When it comes to his swing, Beltran noted that he first felt the problem swinging from the left side - and the right side has been fine all along - but after going through his usual routine in extended spring training, he feels like he is ready to come back at full tilt.
"It's weird. It's just one of those things where something that was there for a long time happened to break," he said. "But in Tampa, I did basically almost the same routine as I would before a normal game; I took 30 swings from each side before batting practice and 20 each again before the game. That's my preparation routine, so it's hard to change, but I did it in Tampa and it didn't bother me."
He doesn't know what could or will happen if he swings and misses hard or has to check a swing, but as his manager noted, it's not exactly a controllable situation.
"Whenever a guy comes off a rehab, he probably hasn't experienced everything he's going to over the next two or three weeks.
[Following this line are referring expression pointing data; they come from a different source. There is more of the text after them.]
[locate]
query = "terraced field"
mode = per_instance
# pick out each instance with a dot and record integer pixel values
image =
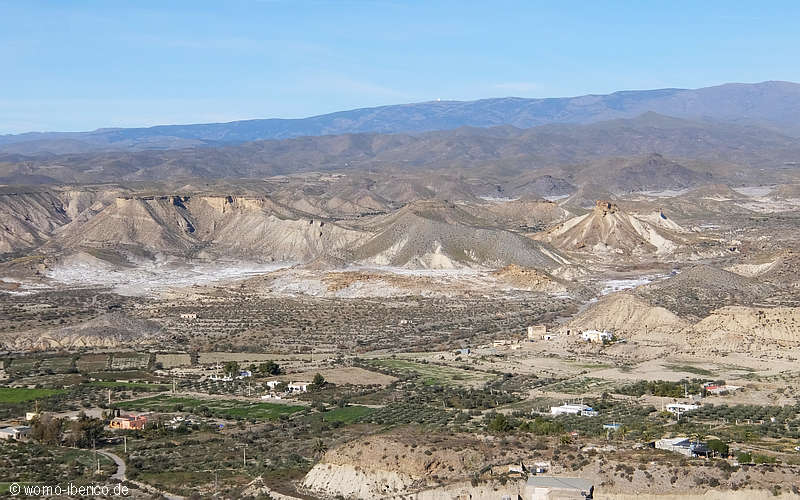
(20, 394)
(224, 408)
(432, 374)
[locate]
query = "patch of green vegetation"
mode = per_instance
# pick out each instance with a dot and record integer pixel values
(589, 365)
(581, 385)
(432, 374)
(20, 394)
(348, 414)
(229, 408)
(688, 369)
(130, 385)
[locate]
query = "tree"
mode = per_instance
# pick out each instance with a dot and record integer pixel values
(231, 368)
(320, 447)
(718, 447)
(46, 430)
(270, 368)
(500, 424)
(319, 381)
(84, 431)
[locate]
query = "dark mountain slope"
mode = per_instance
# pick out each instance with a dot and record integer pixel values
(772, 104)
(505, 151)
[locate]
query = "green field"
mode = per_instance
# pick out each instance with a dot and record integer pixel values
(689, 369)
(347, 415)
(20, 395)
(230, 408)
(436, 374)
(130, 385)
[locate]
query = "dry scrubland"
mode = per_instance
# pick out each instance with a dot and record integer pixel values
(380, 290)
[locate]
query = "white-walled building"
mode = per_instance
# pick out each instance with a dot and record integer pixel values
(299, 386)
(574, 409)
(681, 408)
(596, 336)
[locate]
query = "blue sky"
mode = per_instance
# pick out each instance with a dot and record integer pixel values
(70, 65)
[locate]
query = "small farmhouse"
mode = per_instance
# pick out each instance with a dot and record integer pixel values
(574, 409)
(561, 488)
(128, 422)
(682, 445)
(19, 433)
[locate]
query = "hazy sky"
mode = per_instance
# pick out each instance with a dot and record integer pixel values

Sometimes you may not see something for six weeks; it's hard to predict," Joe Girardi said prior to Thursday's game. "I can't tell you what's going to happen tomorrow, the next day, or even in 20 minutes when he goes to the cage, but we wouldn't have brought Carlos back if we thought he was only half the offensive player he can be."
Beltran has not yet thrown and doesn't know when he will return to his usual spot in right field, but for now, he's just happy to be coming back to help a Yankees offense that has struggled of late.
"They don't want me to throw; I'd guess I'll probably get on a throwing program soon, and we'll go from there," he said, "but right now, I'm good swinging, and I want to help the lineup and help us score runs. I know we're going through a tough stretch, but it's a long season, and I feel we're going to hit."
And, he's excited to be back on the eve of the Yankees' lone trip to the city where he spent his first six-and-a-half seasons in the majors.
"I always love going back to Kansas City. This time as a Yankee I don't know how it will be, but when I went there with the Cardinals it was always fun."